Drexel University students took to social media and wrote letters to President John Fry on Tuesday to criticize the use of a government-owned building on the Philadelphia campus as a headquarters for members of the National Guard. Hundreds of Guard members were called up on June 1 by Pennsylvania governor Tom Wolf and sent to the city to respond to the protests and property destruction that erupted over the death of George Floyd, a black man killed by a white police officer in Minneapolis, the Philadelphia Inquirer reported.

The Guard members are using the Armory, a building owned by the Commonwealth of Pennsylvania and the longtime home to the National Guard’s 103rd Engineering Battalion, as a operations and communications command center, Fry said in a message to students and staff members Tuesday. Part of the building has also been leased by Drexel, a private institution, since 2008, and is used as a practice facility for university athletics.

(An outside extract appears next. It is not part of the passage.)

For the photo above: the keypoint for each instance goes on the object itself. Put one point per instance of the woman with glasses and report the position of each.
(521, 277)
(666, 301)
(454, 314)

Students who live in nearby apartment complexes and a university residence hall were warned on June 1 that they may see National Guard vehicles and members in the area and at the Armory, according to an email from University Crossings, an off-campus apartment located one block away from the Armory. A letter shared on social media as a template for students to send to Fry said students “do not condone” the use of the Armory by the Guard and that their presence on and close to the campus “has made many students feel uncomfortable and unsafe.”

“Calling in the Guard is a dangerous overreaction to protesting that will likely lead to more brutality and more bloodshed, which will then be on Drexel’s hands and by association, on your hands,” the letter said.

Fry responded in his message that while he understands why students are upset, Drexel “does not fund this space in any way, and we cannot bar the Commonwealth from using its own facility.” The building has housed Guard operations since the 1920s, he said.

“I appreciate that was a shock to our community and has created concern and distrust,” Fry said. “Please know that the university is not condoning violence against peaceful protesters or efforts to silence the voices that have risen up against racism in this country. This is a troubling time for all of us, and the emotional toll many of us are feeling is real.”